I don't really wanna be me no more
El otro día estaba tumbado en la cama, pensando, sin poder dormir; desvelado y con la mente trabajando en modo hiperactivo (si tuviera que ponerle voz a mis pensamientos sería la de Woody Allen). Después de un rato llegué a la conclusión de que estaba estancando, de que mi vida se había estancado, a mis 23 años... Y el caso es que es verdad, no es un pensamiento neurótico-depresivo que desaparece a la mañana siguiente.
He calculado que, en términos generales evidentemente, mi vida no ha variado demasiado en los últimos... ¿2, 3, 4 años?. En concreto este último curso académico. Porque si el anterior era el típico año extra para acabar el proyecto, ¿qué demonios se supone que es éste? Si el anterior era el curso añadido, éste es una rebaba. La verdad es que no me agradó demasiado la, digamos, revelación. Ver que has llegado al tope, o al fondo, con veintipocos es para deprimirse.
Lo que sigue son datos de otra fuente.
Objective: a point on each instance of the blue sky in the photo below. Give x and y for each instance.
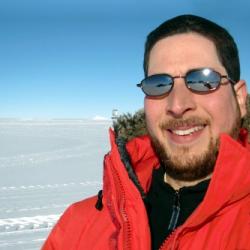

Así que dispuesto a dar un giro (pequeñito, me conformo con unos grados; nada de 360 y vuelta al mismo sitio ó 180 y retroceder) decidí remediar la situación. Lo primero, cortarse el pelo, un nuevo corte a ser posible; y, quizás, comprarme algo de ropa nueva (pero del mismo estilo). Hasta aquí la Superpop no proporcionaba más consejos de cómo dar un cambio a tu vida, de modo que voy a tener que ir improvisando. Lo vital es acabar la carrera, estoy francamente cansado. No es que me queje de mi vida de estudiante, pero, como digo, este año es el limbo. Y después no sé, pero es evidente que ese tiene que ser el primer paso. No me deja hacer otras cosas. No puedo aprender cosas que me interesen y que no me ayuden a acabarla, no puedo coger becas mejores; o al menos no sin sentirme mal por ello.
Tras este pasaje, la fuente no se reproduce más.